AI Interaction: From Tool to Participant
Another core driver for large-scale adoption on-chain is the introduction of AI. Compared to its past role as a simple "auxiliary tool", AI is now becoming an active participant in the on-chain ecosystem, redefining user experience and protocol functions. It not only helps users complete complex transaction operations, but may also dominate decentralized governance in the future.
- Lowering User Thresholds
AI is bringing unprecedented operational convenience to ordinary users through large language models and natural language interaction. For example, users only need to issue a simple instruction, and AI can automatically complete complex cross-chain asset transfers or LP parameter settings. This simplification not only reduces the technical threshold, but also opens the door to the on-chain world for more users.
- Dynamic Optimization and Autonomy
AI's capabilities go beyond just the auxiliary level, as it also exhibits a high degree of autonomy. For example, in liquidity pool management, AI can dynamically adjust capital deployment based on market fluctuations to maximize returns. Furthermore, AI's real-time yield forecasting and risk warning functions also allow users to respond to market changes more calmly.
- Updates to the Protocol Layer
The introduction of AI has not only changed the way users operate, but has also injected more flexibility into the protocols themselves. For example, AI can dynamically adjust the parameters of DeFi protocols through in-depth analysis of on-chain data, thereby improving the adaptability and stability of the protocols. In the future, we may see fully AI-driven decentralized protocols that will become the new driving force of the on-chain economy.

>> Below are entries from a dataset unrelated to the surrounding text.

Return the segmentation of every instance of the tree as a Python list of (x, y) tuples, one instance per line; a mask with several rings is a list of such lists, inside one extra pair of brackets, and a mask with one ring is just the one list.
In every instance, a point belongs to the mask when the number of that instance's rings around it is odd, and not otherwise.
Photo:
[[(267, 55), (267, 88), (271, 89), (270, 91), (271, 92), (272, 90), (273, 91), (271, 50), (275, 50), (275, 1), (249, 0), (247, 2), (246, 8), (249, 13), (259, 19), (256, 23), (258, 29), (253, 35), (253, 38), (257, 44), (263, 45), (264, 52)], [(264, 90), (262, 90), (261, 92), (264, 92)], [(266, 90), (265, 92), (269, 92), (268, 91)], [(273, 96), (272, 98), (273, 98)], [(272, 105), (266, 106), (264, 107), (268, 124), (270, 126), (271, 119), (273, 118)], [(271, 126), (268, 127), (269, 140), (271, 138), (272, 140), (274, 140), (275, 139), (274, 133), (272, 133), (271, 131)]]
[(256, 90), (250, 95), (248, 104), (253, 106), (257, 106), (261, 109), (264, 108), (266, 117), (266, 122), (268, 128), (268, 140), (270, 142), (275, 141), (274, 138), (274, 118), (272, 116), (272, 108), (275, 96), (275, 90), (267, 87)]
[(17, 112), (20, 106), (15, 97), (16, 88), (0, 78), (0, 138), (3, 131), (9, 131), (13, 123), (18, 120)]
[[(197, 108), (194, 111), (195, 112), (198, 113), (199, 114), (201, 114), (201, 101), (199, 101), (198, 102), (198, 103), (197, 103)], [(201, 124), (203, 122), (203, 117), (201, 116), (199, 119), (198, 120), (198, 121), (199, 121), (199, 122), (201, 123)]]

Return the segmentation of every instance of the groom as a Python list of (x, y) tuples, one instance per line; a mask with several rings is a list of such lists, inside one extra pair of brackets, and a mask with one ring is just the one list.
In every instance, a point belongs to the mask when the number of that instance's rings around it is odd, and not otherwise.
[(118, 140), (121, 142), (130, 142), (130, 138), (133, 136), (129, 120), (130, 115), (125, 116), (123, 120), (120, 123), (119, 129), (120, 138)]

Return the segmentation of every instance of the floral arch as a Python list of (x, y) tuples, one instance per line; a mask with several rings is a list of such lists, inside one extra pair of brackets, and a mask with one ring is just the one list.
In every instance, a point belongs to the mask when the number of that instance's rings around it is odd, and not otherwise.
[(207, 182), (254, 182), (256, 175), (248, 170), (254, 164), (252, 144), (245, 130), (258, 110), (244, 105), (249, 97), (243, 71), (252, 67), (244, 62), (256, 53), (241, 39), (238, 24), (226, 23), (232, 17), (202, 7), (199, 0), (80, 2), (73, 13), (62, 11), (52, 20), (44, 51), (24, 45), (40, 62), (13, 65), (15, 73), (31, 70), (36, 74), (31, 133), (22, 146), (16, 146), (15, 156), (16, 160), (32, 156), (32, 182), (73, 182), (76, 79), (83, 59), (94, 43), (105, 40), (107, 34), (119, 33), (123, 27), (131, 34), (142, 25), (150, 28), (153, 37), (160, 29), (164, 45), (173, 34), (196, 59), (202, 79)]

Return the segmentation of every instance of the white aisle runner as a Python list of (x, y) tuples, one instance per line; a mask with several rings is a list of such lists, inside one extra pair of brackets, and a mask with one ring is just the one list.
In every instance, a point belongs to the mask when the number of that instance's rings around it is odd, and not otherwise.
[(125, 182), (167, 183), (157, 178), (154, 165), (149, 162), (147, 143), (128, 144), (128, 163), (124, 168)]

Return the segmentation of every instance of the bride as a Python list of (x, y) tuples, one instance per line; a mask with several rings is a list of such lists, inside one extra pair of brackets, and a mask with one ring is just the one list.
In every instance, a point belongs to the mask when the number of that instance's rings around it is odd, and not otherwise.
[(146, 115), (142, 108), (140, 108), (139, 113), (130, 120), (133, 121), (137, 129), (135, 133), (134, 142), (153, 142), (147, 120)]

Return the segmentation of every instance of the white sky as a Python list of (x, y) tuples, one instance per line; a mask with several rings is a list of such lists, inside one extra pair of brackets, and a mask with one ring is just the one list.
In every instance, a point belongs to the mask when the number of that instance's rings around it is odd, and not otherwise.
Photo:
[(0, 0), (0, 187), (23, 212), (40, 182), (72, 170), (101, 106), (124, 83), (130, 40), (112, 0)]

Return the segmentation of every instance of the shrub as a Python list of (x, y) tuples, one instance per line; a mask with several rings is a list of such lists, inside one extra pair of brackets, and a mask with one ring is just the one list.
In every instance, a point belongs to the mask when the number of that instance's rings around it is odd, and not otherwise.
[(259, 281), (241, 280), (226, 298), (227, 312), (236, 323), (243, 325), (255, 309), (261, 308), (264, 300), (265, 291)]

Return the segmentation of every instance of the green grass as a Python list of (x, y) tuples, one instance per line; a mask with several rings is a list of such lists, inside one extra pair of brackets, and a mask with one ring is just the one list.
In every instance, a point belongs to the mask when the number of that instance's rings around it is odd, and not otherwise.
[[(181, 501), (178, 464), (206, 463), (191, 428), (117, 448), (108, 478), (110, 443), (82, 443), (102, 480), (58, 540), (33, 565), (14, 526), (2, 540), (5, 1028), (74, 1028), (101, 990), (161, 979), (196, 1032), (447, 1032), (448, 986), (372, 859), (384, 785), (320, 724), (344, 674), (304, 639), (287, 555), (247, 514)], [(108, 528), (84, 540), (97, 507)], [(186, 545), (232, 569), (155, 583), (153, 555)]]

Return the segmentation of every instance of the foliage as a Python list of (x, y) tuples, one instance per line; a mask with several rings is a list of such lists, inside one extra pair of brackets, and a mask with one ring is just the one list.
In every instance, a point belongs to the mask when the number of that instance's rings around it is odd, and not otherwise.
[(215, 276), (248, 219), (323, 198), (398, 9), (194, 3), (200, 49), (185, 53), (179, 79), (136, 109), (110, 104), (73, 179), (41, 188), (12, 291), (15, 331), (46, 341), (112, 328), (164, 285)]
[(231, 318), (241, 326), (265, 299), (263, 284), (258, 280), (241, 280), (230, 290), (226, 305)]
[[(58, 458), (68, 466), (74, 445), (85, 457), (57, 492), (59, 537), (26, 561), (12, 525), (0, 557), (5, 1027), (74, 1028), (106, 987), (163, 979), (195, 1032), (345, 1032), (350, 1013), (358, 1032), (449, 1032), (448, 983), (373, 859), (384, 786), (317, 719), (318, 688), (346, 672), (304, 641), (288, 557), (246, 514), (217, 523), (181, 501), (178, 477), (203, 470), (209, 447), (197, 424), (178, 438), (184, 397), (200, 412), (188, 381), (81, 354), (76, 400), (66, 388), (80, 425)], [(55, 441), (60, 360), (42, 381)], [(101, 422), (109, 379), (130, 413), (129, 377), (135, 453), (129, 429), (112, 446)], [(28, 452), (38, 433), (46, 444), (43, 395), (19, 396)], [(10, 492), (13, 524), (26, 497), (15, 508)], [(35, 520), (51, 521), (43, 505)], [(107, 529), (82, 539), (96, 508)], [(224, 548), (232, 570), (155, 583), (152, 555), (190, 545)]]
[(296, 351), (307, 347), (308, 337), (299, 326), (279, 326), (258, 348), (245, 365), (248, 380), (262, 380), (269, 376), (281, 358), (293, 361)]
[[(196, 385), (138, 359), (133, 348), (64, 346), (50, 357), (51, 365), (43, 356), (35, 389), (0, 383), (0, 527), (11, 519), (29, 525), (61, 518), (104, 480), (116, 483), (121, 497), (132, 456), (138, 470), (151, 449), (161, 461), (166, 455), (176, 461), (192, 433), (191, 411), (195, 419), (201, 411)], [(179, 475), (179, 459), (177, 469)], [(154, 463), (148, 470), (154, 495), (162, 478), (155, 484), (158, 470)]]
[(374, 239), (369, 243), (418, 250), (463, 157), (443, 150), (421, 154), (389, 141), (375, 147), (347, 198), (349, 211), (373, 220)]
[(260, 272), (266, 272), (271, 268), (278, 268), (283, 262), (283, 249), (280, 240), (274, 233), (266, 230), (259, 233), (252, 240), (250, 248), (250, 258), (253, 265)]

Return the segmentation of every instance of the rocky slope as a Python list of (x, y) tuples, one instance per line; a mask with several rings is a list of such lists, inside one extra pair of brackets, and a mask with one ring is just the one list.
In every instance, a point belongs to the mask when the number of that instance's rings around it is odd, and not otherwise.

From Fragmentation to Integration
Although the current on-chain adoption still faces challenges such as liquidity fragmentation and insufficient self-custody education, the trend is irreversible. The continuous maturity of cross-chain technology, the increasing prevalence of AI tools, and the growing emphasis on asset sovereignty are all driving the on-chain economy towards comprehensive integration.
Education and Tools: Making Self-Custody Accessible to All
In the future, users will need not only tools, but also knowledge. The key to achieving mass adoption is to combine education and tooling, allowing every user to easily manage their on-chain assets.
Cross-Chain Technology: Breaking Down Ecosystem Barriers
By integrating aggregated on-chain functionalities within wallets, users will be able to seamlessly transfer assets between different ecosystems, making the overall on-chain liquidity more fluid.
AI: Unlocking the Potential of the On-Chain
AI will no longer be just a tool, but a core component of the on-chain ecosystem. From user interaction to protocol design, AI will deeply participate in every aspect of the on-chain economy.
In this era of network transformation, the on-chain is no longer just a concept, but the main battlefield for the further expansion of application types and scenarios. In the Web3 era, it will not be a return to centralization, but the rise of on-chain applications.